Monday, March 03, 2014

More Evidence Higher Ed is Insanely Over-Funded In Arkansas

I have maintained for years that higher education is extremely over-funded in Arkansas.   Heavy subsidies of higher education does not "create jobs" in this state, because labor is mobile.  Rather, when a state has a higher-ed system grossly disproportionate to the size of its underlying existing real economy higher ed is a subsidy from the taxpayers of that state to the economies of other states where the students must go to find work.   Or those students graduate and then take a job around here which does not require a college degree, in which case the higher ed represents of massive misallocation of resources.

Now I have a study whose results back me up, even though its is not what it is trying to do.  The article is yet another attempt to bleed the taxpayers for more higher-ed money.  It claims that if current trends in higher-ed funding continue, then within a certain number of years in one state after another the states will provide zero dollars for higher ed.  Really all they are doing is taking a trend where the most wild-eyed over-spending for higher ed is being ratcheted back a notch and extrapolating that trend to absurd degrees to get their chart.  In Arkansas, and in many other states I suspect, most if not all of the "reductions" in spending are due to falling revenues from lottery proceeds spent on education. But the chart still shows who the outlier is- Arkansas.
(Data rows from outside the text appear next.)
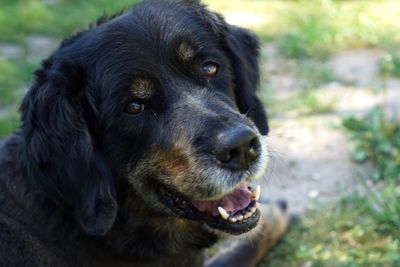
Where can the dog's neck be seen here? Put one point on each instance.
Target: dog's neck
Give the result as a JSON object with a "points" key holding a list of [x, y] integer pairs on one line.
{"points": [[147, 236]]}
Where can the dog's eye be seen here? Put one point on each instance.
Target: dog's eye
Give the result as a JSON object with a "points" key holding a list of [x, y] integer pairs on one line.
{"points": [[209, 69], [134, 108]]}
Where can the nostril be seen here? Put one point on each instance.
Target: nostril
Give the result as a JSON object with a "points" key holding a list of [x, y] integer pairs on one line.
{"points": [[254, 147]]}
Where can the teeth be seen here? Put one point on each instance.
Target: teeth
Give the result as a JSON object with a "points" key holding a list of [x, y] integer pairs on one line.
{"points": [[248, 215], [256, 193], [224, 214]]}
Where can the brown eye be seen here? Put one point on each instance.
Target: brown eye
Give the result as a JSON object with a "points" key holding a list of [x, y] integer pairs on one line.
{"points": [[209, 69], [134, 108]]}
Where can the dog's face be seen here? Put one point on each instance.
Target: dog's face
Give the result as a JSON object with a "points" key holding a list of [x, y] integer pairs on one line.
{"points": [[160, 99]]}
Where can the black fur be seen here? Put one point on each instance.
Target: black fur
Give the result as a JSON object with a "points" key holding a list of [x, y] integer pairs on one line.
{"points": [[65, 196]]}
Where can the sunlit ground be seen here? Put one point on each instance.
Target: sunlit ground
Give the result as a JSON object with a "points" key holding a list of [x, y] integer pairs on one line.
{"points": [[322, 61]]}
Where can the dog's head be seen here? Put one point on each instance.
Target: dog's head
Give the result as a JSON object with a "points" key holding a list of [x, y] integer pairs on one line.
{"points": [[158, 105]]}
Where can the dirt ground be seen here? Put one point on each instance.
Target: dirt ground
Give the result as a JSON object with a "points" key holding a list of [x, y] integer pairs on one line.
{"points": [[310, 159]]}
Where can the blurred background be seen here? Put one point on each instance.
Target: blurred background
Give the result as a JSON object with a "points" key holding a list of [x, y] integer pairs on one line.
{"points": [[331, 84]]}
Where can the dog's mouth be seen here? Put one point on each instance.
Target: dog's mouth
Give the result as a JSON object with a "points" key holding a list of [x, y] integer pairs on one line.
{"points": [[235, 212]]}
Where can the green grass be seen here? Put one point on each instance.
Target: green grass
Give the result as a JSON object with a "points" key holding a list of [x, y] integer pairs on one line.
{"points": [[318, 28], [347, 234], [19, 18], [8, 124], [376, 139]]}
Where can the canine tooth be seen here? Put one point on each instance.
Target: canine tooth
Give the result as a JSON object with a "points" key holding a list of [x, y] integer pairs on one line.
{"points": [[224, 214], [257, 192], [233, 220], [248, 215]]}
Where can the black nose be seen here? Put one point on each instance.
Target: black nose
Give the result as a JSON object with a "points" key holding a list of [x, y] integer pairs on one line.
{"points": [[237, 148]]}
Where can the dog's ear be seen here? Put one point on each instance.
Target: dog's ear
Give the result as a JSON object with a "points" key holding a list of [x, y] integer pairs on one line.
{"points": [[59, 153], [243, 51]]}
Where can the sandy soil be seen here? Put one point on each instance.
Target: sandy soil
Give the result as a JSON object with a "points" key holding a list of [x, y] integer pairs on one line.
{"points": [[310, 160]]}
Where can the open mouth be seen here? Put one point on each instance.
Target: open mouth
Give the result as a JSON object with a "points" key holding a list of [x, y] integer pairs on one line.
{"points": [[235, 213]]}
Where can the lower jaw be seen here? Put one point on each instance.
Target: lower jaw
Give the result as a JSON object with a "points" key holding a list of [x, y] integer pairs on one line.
{"points": [[236, 228]]}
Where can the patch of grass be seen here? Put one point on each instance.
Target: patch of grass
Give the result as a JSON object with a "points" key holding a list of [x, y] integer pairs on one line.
{"points": [[312, 74], [8, 124], [315, 29], [14, 75], [376, 139], [346, 234], [23, 17]]}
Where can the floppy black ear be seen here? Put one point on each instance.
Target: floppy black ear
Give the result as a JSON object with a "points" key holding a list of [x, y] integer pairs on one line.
{"points": [[243, 51], [59, 153]]}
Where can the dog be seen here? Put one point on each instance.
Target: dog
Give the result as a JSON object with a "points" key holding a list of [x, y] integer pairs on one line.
{"points": [[140, 144]]}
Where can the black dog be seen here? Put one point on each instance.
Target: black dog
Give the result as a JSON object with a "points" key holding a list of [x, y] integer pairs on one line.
{"points": [[138, 142]]}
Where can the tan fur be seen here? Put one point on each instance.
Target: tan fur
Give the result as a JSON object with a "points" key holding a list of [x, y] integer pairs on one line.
{"points": [[142, 88]]}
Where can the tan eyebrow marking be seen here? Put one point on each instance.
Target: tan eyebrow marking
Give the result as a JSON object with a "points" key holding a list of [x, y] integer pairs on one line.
{"points": [[142, 88], [186, 52]]}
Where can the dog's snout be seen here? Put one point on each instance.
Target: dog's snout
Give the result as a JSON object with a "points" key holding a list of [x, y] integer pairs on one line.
{"points": [[237, 148]]}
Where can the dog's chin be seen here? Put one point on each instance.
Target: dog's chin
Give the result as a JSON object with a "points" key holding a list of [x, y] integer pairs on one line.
{"points": [[235, 212]]}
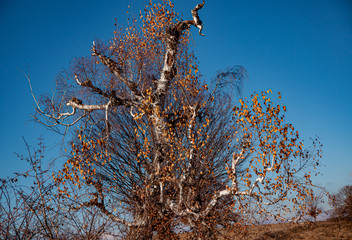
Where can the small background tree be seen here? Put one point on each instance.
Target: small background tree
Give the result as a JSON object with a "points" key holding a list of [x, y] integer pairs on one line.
{"points": [[342, 203]]}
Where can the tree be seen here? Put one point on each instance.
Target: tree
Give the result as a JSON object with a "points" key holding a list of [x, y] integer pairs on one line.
{"points": [[343, 203], [29, 209], [158, 152]]}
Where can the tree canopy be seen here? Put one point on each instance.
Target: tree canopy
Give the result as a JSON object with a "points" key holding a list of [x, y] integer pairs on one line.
{"points": [[159, 151]]}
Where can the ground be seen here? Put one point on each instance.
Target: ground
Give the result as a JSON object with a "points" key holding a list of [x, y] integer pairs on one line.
{"points": [[317, 231]]}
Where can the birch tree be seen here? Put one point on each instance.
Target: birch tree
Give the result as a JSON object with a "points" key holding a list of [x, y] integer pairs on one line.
{"points": [[161, 152]]}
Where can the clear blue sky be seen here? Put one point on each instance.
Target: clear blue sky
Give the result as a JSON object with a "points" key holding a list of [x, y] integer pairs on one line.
{"points": [[301, 48]]}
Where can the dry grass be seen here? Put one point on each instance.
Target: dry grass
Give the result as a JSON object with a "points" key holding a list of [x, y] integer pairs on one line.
{"points": [[317, 231]]}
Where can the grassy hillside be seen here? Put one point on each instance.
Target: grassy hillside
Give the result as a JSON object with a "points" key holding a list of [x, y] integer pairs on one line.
{"points": [[317, 231]]}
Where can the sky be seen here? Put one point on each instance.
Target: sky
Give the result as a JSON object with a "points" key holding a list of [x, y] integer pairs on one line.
{"points": [[302, 49]]}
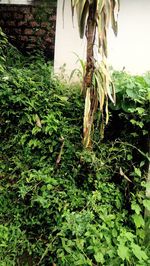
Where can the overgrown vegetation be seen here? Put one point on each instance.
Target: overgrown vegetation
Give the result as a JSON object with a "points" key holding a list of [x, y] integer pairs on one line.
{"points": [[61, 204]]}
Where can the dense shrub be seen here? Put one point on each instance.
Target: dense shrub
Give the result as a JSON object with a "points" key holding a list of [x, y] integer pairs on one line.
{"points": [[61, 204]]}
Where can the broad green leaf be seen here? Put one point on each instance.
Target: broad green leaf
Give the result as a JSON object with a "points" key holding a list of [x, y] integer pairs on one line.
{"points": [[138, 252], [123, 252]]}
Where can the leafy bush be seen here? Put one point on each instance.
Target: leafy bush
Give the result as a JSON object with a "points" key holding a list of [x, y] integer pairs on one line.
{"points": [[60, 204]]}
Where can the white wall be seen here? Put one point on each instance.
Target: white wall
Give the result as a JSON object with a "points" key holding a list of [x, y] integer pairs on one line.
{"points": [[131, 49], [19, 2], [67, 41]]}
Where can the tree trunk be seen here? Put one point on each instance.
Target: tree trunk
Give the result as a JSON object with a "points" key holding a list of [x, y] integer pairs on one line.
{"points": [[90, 67]]}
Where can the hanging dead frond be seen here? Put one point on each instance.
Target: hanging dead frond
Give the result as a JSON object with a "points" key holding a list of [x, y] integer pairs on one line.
{"points": [[95, 17]]}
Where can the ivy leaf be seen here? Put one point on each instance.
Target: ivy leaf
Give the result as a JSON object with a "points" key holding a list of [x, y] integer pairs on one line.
{"points": [[123, 252], [138, 252]]}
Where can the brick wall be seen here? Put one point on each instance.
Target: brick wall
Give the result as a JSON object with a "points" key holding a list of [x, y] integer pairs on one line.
{"points": [[30, 27]]}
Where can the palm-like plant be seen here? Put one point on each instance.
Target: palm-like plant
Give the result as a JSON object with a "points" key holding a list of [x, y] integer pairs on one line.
{"points": [[94, 18]]}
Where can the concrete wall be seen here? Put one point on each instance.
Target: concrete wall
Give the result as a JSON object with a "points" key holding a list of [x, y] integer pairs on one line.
{"points": [[68, 45], [131, 49]]}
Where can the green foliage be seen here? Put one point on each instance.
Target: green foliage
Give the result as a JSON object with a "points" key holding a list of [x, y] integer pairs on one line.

Take a look for yourself, it is about a third of the way down and to the right on this link.  Using their unsound extrapolation of data, 47 states will quit funding higher ed completely by the year 2140.  Three states will continue to fund it. Ten years later, one of those three, Georgia, will quit funding it. For the next 45 years, only two states will fund higher-ed until in 2194 New Mexico's subsidies to higher ed would cease.  For the next 73 years, only one state would be subsidizing higher-ed- Arkansas.

Again, the conclusions about how far the reductions would go are silly, but the chart and data are still useful for showing how ridiculously out-of whack our state is compared to the rest of the nation on higher ed.   If lavishing grotesque amounts of tax dollars on higher ed really was some kind of key to prosperity, one would think we would be the richest state in the union instead of one of the poorest.

One trouble may be that there is no major party in this state which acts as any kind of restraint for higher ed spending.    The Democrats want to spend money on it, but so do many of the Republicans who have big ideas about "work force education" (a planned economy with respect to labor inputs as opposed to a free market).   Many big republican legislators are paid by colleges, such as Gilbert Baker and now Johnny Key.   There is no party of no when it comes to higher ed spending in this state, and it shows.